Amon Carter print details

The Fisherman

George Bellows (1882-1925)

Object Details

  • Date


  • Object Type


  • Medium

    Oil on canvas

  • Dimensions

    30 1/8 x 44 in.

  • Inscriptions


    signed, l.r. on rock pier: Geo. Bellows


    on stretcher:

  • Credit Line

    Amon Carter Museum of American Art, Fort Worth, Texas

  • Accession Number


  • Copyright

    Public domain

Object Description

Although best known as a painter of gritty urban scenes, Bellows created more than 250 seascapes, most portraying the Atlantic Coast in Maine. But he turned his attention to the Pacific in 1917, when his family vacationed in the town of Carmel-by-the-Sea, California, on the northern tip of Big Sur. There, he created this work, one of his last major ocean paintings.

Bellows was fascinated by the bright colors of the Pacific, and he relied on a jewellike palette of brilliant blues, greens, purples, pinks, and ochres to render water crashing against a rocky coastline. He considered the sea one of the most challenging subjects to paint, and the lone angler maneuvering his line may symbolize the struggle of the artist as he grappled with his chosen subject.

—Text taken from the Carter Handbook (2023)

Additional details

Location: On view
See more by George Bellows


  • Gaining fame for his depictions of boxing matches and gritty New York City scenes, George Bellows was also known for another popular subject in his works—seascapes. This large, horizontally-oriented painting housed in a gold frame is one of his many examples.

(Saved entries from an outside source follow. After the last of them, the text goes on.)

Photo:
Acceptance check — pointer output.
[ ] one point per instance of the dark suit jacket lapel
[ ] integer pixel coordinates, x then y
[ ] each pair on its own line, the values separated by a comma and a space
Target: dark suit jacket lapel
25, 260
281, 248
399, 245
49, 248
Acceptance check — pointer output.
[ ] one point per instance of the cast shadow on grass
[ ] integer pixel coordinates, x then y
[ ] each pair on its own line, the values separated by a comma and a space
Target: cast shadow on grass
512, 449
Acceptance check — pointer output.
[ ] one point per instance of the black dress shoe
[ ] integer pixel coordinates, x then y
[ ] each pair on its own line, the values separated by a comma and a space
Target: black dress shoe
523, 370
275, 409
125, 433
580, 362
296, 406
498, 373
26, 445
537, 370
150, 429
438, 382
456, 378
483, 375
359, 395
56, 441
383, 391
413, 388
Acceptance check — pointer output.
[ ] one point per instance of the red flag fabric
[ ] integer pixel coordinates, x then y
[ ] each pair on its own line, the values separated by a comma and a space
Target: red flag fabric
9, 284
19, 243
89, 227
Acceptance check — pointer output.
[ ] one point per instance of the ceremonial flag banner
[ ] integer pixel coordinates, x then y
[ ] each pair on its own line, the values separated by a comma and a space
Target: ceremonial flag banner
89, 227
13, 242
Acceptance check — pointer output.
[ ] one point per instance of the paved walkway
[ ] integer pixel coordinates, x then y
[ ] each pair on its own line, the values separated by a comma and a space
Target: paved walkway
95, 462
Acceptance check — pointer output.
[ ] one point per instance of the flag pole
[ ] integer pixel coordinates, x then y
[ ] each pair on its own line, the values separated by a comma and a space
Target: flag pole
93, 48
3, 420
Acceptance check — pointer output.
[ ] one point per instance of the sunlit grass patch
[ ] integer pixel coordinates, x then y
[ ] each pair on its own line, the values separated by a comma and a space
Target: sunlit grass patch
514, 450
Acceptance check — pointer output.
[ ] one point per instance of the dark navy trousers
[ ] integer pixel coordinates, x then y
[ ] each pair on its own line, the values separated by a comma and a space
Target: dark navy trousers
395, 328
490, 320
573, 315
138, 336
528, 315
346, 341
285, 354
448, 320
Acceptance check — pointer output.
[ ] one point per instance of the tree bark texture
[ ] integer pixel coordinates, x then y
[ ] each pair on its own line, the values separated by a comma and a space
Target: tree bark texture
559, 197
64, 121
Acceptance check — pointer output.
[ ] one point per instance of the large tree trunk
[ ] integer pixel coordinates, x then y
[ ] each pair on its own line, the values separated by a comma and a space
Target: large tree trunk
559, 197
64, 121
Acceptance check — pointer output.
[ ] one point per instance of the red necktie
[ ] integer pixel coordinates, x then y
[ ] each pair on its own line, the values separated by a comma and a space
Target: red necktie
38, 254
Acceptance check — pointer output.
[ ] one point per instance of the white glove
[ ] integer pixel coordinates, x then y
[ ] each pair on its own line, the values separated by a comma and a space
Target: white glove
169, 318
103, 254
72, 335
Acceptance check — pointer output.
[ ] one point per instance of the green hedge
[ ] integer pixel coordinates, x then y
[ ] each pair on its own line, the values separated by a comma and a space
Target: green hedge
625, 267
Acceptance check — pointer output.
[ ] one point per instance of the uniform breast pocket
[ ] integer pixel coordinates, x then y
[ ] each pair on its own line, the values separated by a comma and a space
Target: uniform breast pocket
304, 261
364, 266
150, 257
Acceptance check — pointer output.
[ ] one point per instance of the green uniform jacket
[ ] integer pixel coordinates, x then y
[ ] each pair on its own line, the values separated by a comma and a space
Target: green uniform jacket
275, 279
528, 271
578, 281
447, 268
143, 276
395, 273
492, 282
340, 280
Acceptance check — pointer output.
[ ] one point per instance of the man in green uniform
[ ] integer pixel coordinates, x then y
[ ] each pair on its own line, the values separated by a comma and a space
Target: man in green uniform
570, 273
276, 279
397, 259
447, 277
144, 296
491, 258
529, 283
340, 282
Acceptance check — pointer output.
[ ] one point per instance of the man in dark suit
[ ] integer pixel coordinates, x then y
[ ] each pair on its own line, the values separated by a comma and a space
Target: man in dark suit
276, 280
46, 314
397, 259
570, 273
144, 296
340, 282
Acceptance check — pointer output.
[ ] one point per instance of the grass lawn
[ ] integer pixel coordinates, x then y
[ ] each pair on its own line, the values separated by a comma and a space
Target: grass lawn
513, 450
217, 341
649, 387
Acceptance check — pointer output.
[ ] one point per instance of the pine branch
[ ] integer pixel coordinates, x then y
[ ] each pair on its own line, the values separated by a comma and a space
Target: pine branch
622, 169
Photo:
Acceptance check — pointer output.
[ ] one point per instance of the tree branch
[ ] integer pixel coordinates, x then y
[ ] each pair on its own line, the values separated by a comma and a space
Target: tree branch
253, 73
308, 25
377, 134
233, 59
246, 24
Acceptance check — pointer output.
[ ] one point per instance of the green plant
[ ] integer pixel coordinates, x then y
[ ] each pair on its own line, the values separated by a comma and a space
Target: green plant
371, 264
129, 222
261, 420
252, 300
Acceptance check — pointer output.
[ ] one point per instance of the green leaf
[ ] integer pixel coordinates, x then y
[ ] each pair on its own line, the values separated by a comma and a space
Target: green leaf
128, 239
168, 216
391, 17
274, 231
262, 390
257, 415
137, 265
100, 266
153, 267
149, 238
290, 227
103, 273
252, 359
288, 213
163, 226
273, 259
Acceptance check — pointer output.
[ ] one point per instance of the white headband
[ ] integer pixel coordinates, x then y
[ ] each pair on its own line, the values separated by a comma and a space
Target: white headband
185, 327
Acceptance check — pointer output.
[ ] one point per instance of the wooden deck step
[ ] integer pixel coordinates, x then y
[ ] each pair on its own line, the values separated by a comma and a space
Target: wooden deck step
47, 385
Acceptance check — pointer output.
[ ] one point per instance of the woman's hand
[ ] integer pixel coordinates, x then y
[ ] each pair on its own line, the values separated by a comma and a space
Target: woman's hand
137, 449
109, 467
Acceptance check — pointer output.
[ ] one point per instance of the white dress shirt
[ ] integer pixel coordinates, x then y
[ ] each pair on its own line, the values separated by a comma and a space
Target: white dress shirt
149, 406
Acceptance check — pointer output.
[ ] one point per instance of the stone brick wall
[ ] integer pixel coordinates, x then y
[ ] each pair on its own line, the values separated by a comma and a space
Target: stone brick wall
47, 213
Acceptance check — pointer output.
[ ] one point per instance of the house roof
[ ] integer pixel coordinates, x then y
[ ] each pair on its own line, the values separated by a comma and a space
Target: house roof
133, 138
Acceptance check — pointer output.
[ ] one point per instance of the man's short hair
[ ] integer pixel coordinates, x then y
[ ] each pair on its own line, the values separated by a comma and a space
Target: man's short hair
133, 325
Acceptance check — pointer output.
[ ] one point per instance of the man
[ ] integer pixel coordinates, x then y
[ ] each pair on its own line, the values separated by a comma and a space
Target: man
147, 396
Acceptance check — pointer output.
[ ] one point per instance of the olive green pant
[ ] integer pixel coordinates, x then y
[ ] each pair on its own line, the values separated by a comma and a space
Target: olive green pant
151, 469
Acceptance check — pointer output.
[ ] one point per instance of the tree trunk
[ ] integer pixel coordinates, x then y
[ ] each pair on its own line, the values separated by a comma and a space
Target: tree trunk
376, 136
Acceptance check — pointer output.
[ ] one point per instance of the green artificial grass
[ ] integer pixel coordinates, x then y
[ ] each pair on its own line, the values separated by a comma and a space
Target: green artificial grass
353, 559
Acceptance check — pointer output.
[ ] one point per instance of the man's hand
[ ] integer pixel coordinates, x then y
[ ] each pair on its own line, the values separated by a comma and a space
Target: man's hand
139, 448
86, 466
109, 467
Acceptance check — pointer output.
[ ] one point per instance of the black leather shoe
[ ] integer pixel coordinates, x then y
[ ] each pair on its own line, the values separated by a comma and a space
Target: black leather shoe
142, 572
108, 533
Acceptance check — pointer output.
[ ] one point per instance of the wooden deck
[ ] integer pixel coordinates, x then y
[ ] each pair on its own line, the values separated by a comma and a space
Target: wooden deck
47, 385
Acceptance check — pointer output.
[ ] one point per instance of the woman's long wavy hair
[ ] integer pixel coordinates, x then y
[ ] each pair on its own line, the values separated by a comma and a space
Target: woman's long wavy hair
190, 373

    Here Bellows depicts a lone, slender White fisherman standing on a rocky cropping that juts out into a choppy sea under a gray, cloud-covered sky. The man stands with his back to the viewer slightly left of center. He has a firm stance, separating his feet and planting his right foot on a rock that is a little bit higher than where his left foot stands. His left shoulder is dropped and his arm reaches toward the right, across his body; his left hand and wrist is visible on the right side of his body. His right arm extends up and out to the right. The fisherman’s right hand grips the middle of a bamboo fishing pole, while his left hand grips the bottom of it. The pole points to the top right edge of the canvas, and the tip of it slightly bends down, suggesting he’s caught something on his line, that is almost invisibly painted. The man’s head looks slightly to the right, only the back of his head and right ear is visible; his face cannot be seen. He wears a dark bucket hat with hair peeking out of the bottom on his neck, a light blue long-sleeved shirt, a reddish-tan vest, brown pants, and black, rubber waders that start under his buttocks.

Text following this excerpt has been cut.